Doing some research I came across a Harvard Business Review article from 1977 by Wickham Skinner and W. Earl Sasser, “Managers with impact: versatile and inconsistent.” One of the topics Skinner and Sasser discussed are patterns of behavior characteristic of less effective managers. Their observations still ring true:
· accepting conventional company wisdom without question; example, “we always promote from within”
· acting too slowly when changes are needed now
· tolerating subordinates who are ineffective, hinting at improvements needed instead of taking decisive action
· not challenging the way things are done, “the way we have always done it”
· not handling priorities
· not taking calculated risks, lack of “boldness, nerve, and self-confidence”

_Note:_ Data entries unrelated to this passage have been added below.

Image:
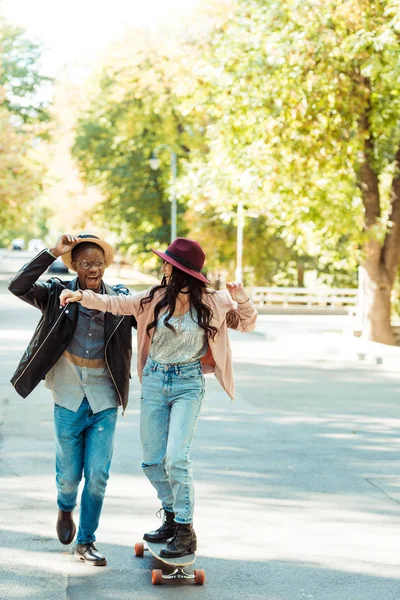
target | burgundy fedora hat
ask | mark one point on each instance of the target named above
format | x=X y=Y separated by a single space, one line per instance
x=186 y=255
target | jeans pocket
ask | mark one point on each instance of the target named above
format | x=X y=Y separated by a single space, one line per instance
x=146 y=370
x=191 y=374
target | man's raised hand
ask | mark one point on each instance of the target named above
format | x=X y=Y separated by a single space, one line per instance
x=64 y=244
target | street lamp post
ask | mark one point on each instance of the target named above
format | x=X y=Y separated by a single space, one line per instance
x=239 y=243
x=155 y=164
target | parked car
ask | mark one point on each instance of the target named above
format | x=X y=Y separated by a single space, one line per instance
x=17 y=244
x=36 y=245
x=58 y=267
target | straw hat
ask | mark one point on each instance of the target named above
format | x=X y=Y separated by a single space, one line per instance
x=89 y=237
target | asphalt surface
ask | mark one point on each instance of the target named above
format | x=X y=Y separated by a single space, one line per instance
x=297 y=481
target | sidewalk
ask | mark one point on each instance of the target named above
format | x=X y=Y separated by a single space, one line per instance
x=297 y=481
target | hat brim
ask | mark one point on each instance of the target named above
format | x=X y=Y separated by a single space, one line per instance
x=180 y=266
x=107 y=249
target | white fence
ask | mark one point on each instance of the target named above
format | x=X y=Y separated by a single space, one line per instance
x=280 y=297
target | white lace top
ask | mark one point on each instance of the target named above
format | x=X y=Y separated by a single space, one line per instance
x=186 y=344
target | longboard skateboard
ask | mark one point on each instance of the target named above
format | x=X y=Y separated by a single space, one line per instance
x=157 y=575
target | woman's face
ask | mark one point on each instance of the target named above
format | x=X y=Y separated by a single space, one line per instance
x=166 y=270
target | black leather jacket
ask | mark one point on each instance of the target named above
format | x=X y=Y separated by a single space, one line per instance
x=57 y=326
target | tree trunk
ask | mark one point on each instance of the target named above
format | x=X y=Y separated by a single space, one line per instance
x=381 y=261
x=375 y=305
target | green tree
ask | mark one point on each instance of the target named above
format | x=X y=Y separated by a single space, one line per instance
x=135 y=107
x=303 y=107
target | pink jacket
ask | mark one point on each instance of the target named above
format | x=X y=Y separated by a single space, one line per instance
x=219 y=356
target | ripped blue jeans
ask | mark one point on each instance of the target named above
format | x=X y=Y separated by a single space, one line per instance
x=84 y=445
x=171 y=401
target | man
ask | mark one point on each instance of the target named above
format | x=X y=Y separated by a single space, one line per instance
x=84 y=356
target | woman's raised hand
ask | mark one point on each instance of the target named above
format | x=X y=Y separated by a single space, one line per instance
x=237 y=292
x=68 y=296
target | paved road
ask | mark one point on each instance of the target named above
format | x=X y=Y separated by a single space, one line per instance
x=298 y=484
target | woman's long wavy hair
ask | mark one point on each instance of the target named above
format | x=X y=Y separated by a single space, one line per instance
x=177 y=282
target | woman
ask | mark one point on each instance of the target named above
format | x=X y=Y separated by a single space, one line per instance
x=181 y=334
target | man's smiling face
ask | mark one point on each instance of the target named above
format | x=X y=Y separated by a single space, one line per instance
x=89 y=265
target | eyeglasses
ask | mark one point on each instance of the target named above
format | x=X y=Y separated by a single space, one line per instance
x=86 y=264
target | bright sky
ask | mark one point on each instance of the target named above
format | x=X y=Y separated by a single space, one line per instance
x=78 y=30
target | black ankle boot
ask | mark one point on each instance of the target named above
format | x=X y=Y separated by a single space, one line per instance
x=65 y=527
x=165 y=532
x=183 y=542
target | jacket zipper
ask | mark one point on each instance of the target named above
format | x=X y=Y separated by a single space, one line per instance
x=108 y=366
x=41 y=345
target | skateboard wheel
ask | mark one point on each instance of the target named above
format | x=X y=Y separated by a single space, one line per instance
x=156 y=577
x=139 y=549
x=199 y=576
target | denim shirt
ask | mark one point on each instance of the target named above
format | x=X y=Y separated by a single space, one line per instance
x=81 y=371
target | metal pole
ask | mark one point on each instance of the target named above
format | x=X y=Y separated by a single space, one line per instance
x=239 y=242
x=174 y=172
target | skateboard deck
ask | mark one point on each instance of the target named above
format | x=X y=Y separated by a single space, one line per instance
x=183 y=561
x=179 y=563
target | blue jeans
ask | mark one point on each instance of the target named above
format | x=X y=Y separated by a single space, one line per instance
x=84 y=444
x=171 y=400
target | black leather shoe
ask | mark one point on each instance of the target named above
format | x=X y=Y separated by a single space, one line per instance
x=166 y=531
x=65 y=527
x=90 y=554
x=184 y=542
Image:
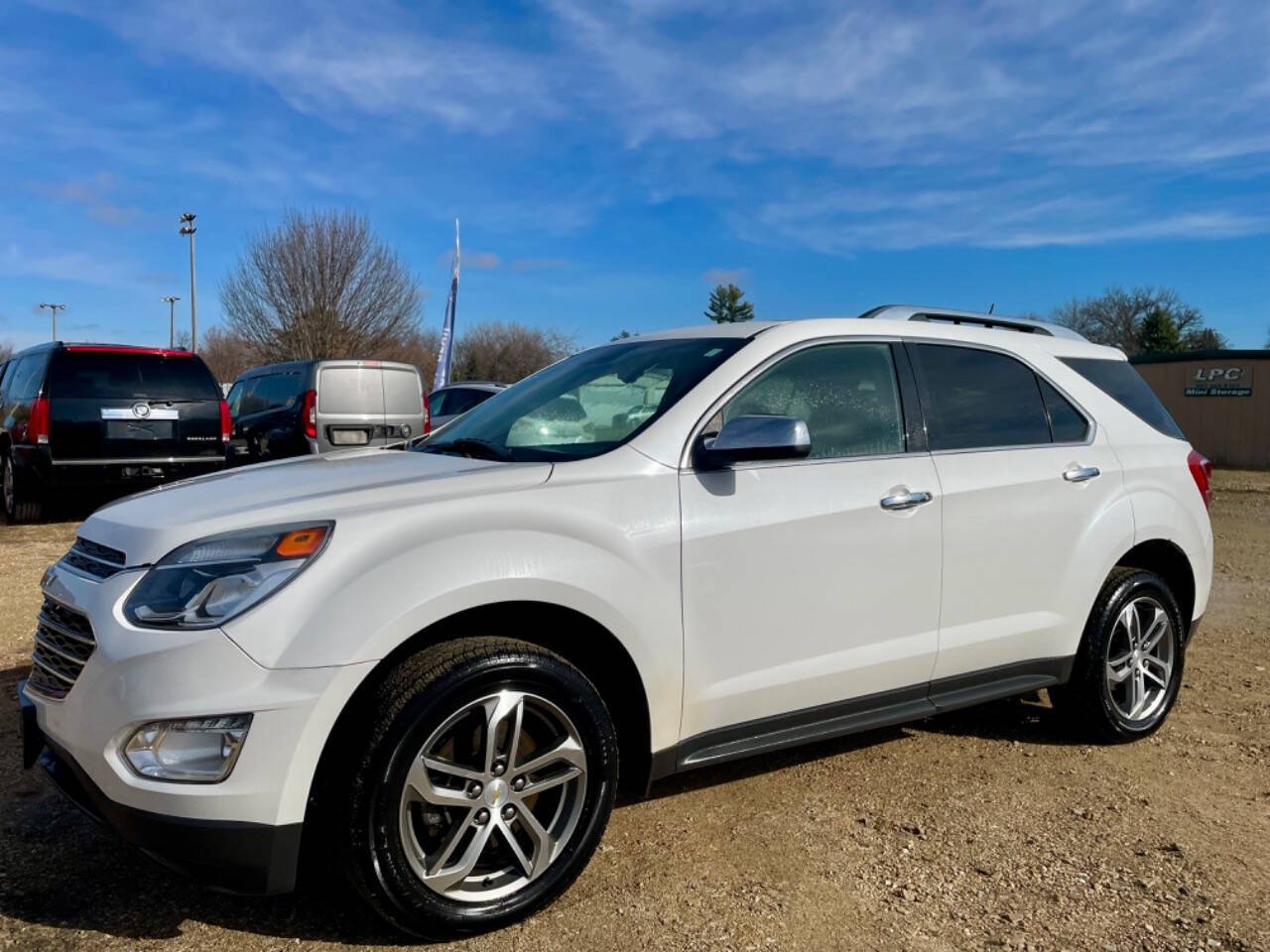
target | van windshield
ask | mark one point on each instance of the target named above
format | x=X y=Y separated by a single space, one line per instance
x=587 y=404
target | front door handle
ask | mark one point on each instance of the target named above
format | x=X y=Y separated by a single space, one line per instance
x=1080 y=474
x=906 y=500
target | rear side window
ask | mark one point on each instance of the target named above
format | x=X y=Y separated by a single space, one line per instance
x=403 y=394
x=350 y=390
x=979 y=399
x=130 y=376
x=1123 y=384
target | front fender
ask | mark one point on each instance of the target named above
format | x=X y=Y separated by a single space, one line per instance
x=608 y=549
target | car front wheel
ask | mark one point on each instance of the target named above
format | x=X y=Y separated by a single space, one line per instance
x=484 y=788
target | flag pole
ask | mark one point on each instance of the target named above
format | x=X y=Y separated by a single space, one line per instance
x=447 y=330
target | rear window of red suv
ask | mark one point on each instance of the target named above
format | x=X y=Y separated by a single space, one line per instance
x=130 y=375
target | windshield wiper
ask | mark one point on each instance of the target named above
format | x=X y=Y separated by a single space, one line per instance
x=474 y=447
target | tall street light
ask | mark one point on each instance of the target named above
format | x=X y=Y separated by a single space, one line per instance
x=187 y=227
x=172 y=317
x=55 y=308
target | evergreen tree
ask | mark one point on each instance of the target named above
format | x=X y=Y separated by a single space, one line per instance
x=726 y=304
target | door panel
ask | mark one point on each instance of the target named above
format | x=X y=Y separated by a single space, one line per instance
x=799 y=589
x=1025 y=551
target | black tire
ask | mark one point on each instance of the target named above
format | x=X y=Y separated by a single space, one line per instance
x=400 y=716
x=1092 y=702
x=18 y=506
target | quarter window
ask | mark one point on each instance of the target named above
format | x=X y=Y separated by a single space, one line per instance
x=979 y=399
x=847 y=395
x=1066 y=424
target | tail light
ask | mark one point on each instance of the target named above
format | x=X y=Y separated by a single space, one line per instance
x=1202 y=471
x=37 y=424
x=310 y=414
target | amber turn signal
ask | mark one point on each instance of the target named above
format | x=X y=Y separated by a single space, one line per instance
x=300 y=543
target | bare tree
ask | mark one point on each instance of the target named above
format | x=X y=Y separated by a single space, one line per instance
x=1118 y=317
x=320 y=286
x=507 y=352
x=226 y=353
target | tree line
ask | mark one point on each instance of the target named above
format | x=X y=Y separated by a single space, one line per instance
x=322 y=286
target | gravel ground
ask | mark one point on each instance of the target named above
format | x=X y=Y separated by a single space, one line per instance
x=984 y=829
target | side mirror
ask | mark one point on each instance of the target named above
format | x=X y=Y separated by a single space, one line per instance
x=746 y=438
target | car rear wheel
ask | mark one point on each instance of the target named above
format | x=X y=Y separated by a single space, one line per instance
x=17 y=506
x=485 y=785
x=1129 y=667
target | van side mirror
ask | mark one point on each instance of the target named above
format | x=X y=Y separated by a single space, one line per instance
x=749 y=438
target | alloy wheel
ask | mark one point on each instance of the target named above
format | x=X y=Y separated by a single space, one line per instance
x=1139 y=662
x=493 y=796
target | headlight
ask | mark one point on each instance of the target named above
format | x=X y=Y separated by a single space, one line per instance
x=206 y=583
x=194 y=751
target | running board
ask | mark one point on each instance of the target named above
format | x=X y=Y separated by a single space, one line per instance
x=881 y=710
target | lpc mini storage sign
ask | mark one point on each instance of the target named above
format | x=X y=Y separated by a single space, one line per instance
x=1230 y=380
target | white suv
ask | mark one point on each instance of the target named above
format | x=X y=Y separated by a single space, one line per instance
x=436 y=666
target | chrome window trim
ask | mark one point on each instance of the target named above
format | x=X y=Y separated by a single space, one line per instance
x=141 y=461
x=686 y=453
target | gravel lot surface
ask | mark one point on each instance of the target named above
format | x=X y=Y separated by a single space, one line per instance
x=985 y=829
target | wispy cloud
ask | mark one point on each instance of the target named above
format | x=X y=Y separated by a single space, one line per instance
x=540 y=264
x=477 y=261
x=725 y=276
x=846 y=126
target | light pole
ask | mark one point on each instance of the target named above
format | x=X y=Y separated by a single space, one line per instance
x=55 y=308
x=172 y=318
x=187 y=227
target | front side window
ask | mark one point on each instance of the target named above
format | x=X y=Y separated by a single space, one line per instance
x=587 y=404
x=846 y=394
x=976 y=399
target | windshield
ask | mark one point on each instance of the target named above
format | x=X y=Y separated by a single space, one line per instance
x=587 y=404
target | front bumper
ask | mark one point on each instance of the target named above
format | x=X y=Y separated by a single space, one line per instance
x=238 y=857
x=240 y=833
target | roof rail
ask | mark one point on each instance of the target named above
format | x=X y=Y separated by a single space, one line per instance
x=908 y=312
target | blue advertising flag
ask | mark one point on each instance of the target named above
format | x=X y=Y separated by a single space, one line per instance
x=447 y=330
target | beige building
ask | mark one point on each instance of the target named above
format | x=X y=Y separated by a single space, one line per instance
x=1220 y=399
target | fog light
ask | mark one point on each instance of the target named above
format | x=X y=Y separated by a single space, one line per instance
x=194 y=751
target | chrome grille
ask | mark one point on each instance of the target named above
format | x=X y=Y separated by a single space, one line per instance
x=94 y=558
x=64 y=643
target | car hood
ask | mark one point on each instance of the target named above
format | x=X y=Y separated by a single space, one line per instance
x=150 y=525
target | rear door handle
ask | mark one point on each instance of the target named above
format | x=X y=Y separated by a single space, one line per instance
x=1080 y=474
x=906 y=500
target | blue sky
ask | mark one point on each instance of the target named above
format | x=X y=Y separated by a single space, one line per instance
x=612 y=162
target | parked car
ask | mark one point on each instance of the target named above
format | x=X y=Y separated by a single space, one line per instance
x=103 y=419
x=453 y=399
x=441 y=664
x=314 y=407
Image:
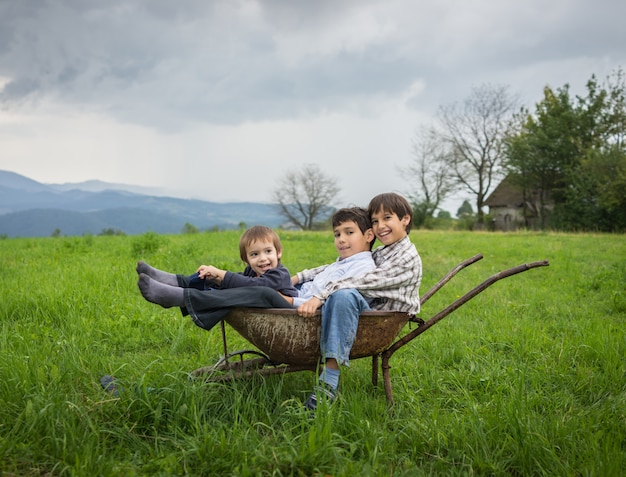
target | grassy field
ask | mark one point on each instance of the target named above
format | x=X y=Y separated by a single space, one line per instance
x=526 y=379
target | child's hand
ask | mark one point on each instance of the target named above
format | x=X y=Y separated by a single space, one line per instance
x=210 y=272
x=308 y=308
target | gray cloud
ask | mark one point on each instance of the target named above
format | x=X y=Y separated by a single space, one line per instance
x=166 y=64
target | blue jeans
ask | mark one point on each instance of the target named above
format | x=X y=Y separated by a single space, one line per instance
x=340 y=320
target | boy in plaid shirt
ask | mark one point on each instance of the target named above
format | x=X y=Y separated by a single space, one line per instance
x=393 y=285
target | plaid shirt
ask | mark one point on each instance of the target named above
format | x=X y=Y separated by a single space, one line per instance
x=394 y=283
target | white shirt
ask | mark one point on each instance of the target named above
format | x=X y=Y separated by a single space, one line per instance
x=317 y=278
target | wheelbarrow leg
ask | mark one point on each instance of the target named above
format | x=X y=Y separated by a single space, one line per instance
x=386 y=377
x=375 y=370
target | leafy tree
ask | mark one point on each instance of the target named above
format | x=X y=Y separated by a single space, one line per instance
x=465 y=210
x=571 y=153
x=305 y=196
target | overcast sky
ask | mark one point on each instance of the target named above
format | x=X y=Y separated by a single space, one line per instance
x=218 y=99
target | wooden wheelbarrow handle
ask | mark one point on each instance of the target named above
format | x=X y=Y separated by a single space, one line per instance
x=386 y=355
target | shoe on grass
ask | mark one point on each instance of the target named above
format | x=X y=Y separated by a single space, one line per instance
x=109 y=385
x=321 y=392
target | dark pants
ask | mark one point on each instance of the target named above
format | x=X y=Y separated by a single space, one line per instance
x=207 y=308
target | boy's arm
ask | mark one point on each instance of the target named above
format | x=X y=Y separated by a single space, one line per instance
x=309 y=274
x=395 y=271
x=277 y=278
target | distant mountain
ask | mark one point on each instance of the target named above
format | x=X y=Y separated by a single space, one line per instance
x=31 y=209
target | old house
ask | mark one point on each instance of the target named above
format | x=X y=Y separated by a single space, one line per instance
x=511 y=207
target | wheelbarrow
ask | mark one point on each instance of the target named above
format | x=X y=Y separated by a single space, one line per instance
x=288 y=343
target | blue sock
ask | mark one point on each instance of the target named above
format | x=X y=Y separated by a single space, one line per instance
x=330 y=377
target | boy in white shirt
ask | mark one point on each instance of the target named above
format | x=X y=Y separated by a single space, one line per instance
x=353 y=240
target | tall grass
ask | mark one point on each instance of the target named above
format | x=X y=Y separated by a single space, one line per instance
x=528 y=378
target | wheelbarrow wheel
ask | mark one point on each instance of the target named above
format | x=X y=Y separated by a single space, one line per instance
x=236 y=362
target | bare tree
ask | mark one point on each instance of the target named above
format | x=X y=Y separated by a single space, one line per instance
x=428 y=174
x=305 y=196
x=474 y=133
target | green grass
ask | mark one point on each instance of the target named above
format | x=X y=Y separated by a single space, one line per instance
x=528 y=378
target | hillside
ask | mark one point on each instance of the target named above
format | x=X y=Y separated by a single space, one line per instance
x=31 y=209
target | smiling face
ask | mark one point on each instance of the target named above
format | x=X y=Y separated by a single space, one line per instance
x=349 y=240
x=388 y=227
x=261 y=255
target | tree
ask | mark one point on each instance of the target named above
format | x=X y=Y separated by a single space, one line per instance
x=305 y=196
x=465 y=210
x=572 y=152
x=542 y=150
x=474 y=134
x=429 y=175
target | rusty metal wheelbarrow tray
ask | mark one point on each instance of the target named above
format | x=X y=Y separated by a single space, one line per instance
x=287 y=342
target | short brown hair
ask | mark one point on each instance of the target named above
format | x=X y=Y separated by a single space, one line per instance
x=254 y=234
x=394 y=203
x=358 y=215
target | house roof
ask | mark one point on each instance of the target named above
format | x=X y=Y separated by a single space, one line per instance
x=506 y=194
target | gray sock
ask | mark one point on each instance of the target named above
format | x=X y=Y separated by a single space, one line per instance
x=156 y=274
x=155 y=292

· not asking for help or advice when needed
· not recognizing their own weaknesses
A pretty good instrument to measure the effectiveness of managers could be made from this list. Let me address one area: handling priorities.
We live in workplaces where increasingly we have to do more with less. Technologies sometimes increase workload where one might think workload should decrease. Organizations downsize but the work remains. Is it any wonder that in this environment our days are filled with the busywork of staying afloat?
As a young manager I found my days fully occupied with solving problems, making decisions, communicating, and so forth. But one evening I was reading Peter Drucker’s Management: Tasks, Responsibilities, Practices and I realized I was not doing my job. Nobody noticed and probably no one would ever notice – but I was not thinking about where I wanted to lead my part of the organization. The next day when I came to work, I asked my secretary to hold all calls unless from the top guy (and it was a guy in those days). I spent the day in my office letting the busywork pileup while I drank coffee, Dr. Peppers, and thought about what we were really about. I came up with direction, a vision of where I wanted us to go, and how we might get there. At our next meeting I bounced the ideas off my teams and they agreed. Over the next year we focused more on effective, meaningful training. With better skill sets came more success at our primary mission. Together we made an impact.
I had not been handling my real priorities, leading and visioning. It was hard to find time at first and only got harder as I climbed the ladder. When it was impossible to take a day during my work week, I made it a Saturday. I recall after one Saturday, and subsequent divisional conversations, I presented our plan to my boss. He liked it but was amazed, “How on earth did you find time to do this?” If you understand your priorities, you make time -- at work and in life.